I would still perform forensics in hope of discovering what was able to create the Win service. Look for traces of script execution; most likely PowerShell, using sc.exe. Ref.: https://support.microsoft.com/en-us/help/251192/how-to-create-a-windows-service-by-using-sc-exe .

[itman 1,659]

Another way the attacker could have created the service is using reg.exe which will allow for direct modification of the registry. It can also be run remotely if the remote registry service is running on the target device. Ref.: https://attack.mitre.org/techniques/T1112/ .

[itman 1,659]

A good example of sc.exe malicious use is the "Honeybee" malware that has attacked S.E. Asia humanitarian aid organizations in the past. Honeybee is delivered via malicious macro in a Word document.

Note: if you open the McAfee article reference, Eset HTTPS filter will throw an alert. Appears it is detecting some example code on the web page as malware -EDIT- the below .bat scripts is what Eset is detecting. I had to repost them as a .png attachment: 

Quote

The batch files involved in the attack modify the system service COMSysApp to load the malicious ipnet.dll.

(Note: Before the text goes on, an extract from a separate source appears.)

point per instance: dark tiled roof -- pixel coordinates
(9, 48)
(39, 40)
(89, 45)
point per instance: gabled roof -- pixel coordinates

The contents of the batch files vary depending on the OS (x64 vs x86):

The batch files perform these tasks:

•Stop the service COMSysApp
•Configure the service to autostart (to set up persistence on the system)
•Modify registry keys to launch the DLL using svchost.exe
•Specify the malicious DLL path to be loaded into the svchost process.
•Immediately restart the service
•Remove the batch files to reduce the fingerprint on the system

IPNet.dll runs as a service under svchost.exe.

The malicious DLL is also responsible for terminating the cliconfg.exe process and deleting the malicious NTWDBLIB.dll using:
cmd /c taskkill /im cliconfg.exe /f /t && del /f /q NTWDBLIB.DLL

All the following capabilities described are implemented by the malicious service DLL implant unless specified. 

https://securingtomorrow.mcafee.com/other-blogs/mcafee-labs/mcafee-uncovers-operation-honeybee-malicious-document-campaign-targeting-humanitarian-aid-groups/

Edited March 20, 2019 by itman

[kamiran.asia 5]

thank you @itman

I forward your useful post to our support team.